DYNLL1 binds to MRE11 to limit DNA end resection in BRCA1-deficient cells

Abstract

Limited DNA end resection is the key to impaired homologous recombination in BRCA1-mutant cancer cells. Here, using a loss-of-function CRISPR screen, we identify DYNLL1 as an inhibitor of DNA end resection. The loss of DYNLL1 enables DNA end resection and restores homologous recombination in BRCA1-mutant cells, thereby inducing resistance to platinum drugs and inhibitors of poly(ADP-ribose) polymerase. Low BRCA1 expression correlates with increased chromosomal aberrations in primary ovarian carcinomas, and the junction sequences of somatic structural variants indicate diminished homologous recombination.

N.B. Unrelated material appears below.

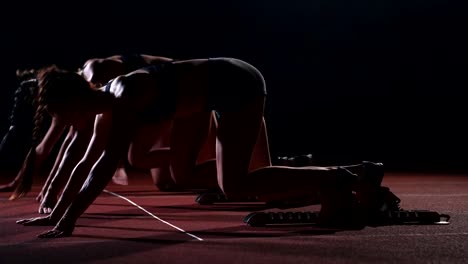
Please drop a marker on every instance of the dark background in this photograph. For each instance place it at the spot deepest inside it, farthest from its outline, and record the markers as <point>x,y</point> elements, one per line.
<point>347,80</point>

Concurrent decreases in DYNLL1 expression in carcinomas with low BRCA1 expression reduced genomic alterations and increased homology at lesions. In cells, DYNLL1 limits nucleolytic degradation of DNA ends by associating with the DNA end-resection machinery (MRN complex, BLM helicase and DNA2 endonuclease). In vitro, DYNLL1 binds directly to MRE11 to limit its end-resection activity. Therefore, we infer that DYNLL1 is an important anti-resection factor that influences genomic stability and responses to DNA-damaging chemotherapy.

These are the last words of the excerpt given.